Der in Frankfurt erfolgte Angriff auf die Demonstration insgesamt ist als politischer Angriff auf ein Grundrecht zu werten. Die Verantwortung für diesen Einsatz ist im politischen Betrieb zu suchen. Die Polizei muss sich allerdings auch fragen lassen, wieso sie sich so rechtswidrig einsetzen lässt.
Das breite Bündnis und Aktionen Zivilen Ungehorsams
Zu den Protesten von Blockupy gehörten auch die vielen Proteste und Aktionen Zivilen Ungehorsams am Freitag, dem Tag vor der Großdemonstration. In gewisser Weise ist es erstaunlich, dass sich die Polizei angesichts dieser vielfältigen und kreativen Proteste eher zurückhielt. In den frühen Morgenstunden hatte sie die Europäische Zentral Bank (EZB) weiträumig abgeriegelt. Die Demonstrierenden nahmen diese Blockade auf, umringten die polizeiliche Bankenmauer und sperrten die Korridore zum Eurotower. Bunt, kreativ, voller Selbstbewusstsein und zugleich mit viel Wissen und Kompetenz setzten die Demonstrierenden den Protest in der Stadt fort. Vor der Deutschen Bank wurde auf Töpfen gegen Hunger-Spekulationen geklopft.

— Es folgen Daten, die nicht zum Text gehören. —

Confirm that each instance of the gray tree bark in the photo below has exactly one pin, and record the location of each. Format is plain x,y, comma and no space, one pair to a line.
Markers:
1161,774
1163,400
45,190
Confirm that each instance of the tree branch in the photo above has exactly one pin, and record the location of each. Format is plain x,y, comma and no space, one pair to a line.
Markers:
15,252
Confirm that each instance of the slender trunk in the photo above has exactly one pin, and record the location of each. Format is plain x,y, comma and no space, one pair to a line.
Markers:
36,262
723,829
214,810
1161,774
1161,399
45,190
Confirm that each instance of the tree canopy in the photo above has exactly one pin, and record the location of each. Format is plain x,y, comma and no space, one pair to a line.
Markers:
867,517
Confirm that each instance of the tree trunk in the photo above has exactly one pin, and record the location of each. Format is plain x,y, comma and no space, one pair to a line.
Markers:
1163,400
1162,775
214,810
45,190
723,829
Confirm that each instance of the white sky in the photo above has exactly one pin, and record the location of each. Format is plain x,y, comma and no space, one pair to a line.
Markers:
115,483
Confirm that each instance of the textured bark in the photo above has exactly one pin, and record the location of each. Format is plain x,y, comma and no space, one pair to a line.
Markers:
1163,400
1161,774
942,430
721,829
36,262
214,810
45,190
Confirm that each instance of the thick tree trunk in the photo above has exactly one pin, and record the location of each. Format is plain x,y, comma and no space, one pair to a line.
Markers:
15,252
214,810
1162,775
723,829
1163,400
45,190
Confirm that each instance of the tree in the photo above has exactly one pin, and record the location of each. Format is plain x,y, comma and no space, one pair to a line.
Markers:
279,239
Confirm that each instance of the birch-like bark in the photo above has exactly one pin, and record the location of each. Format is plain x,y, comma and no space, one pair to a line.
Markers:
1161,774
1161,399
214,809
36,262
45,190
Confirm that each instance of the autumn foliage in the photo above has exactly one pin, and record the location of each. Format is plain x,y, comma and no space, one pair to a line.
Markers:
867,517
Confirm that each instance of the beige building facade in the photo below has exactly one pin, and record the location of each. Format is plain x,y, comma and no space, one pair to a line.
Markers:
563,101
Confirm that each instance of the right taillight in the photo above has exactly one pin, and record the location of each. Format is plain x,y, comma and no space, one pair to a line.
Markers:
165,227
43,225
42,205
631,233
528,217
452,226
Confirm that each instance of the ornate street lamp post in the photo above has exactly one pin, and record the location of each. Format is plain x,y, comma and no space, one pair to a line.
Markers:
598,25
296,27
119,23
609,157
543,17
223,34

Statt echter flogen symbolische Pflastersteine aus Kunststoff, die an den Scheiben hafteten, sie aber nicht beschädigten, auf die Scheiben einer Immobilienfirma. Vor wechselnden Geschäften in der Einkaufsstraße erinnerten sie daran, dass die billigen Klamotten in Bangladesch beim Feuer in einer Fabrik mit dem Leben bezahlt wurden und alltäglich von menschenverachtenden Produktionsbedingungen begleitet sind.
Es ist ein breites Bündnis, das den Protest von Blockupy trägt. Gerade dies scheint den Herrschenden Angst zu machen. Die sich andeutende Krise verstärkt in Teilen der Gesellschaft die Rufe nach Ruhe und Ordnung, aus der die eigene Sicherheit erwachsen soll. Diesmal jedoch traf das Vorgehen der Polizei auch nachträglich und in der bürgerlichen Presse auf Unverständnis und Protest.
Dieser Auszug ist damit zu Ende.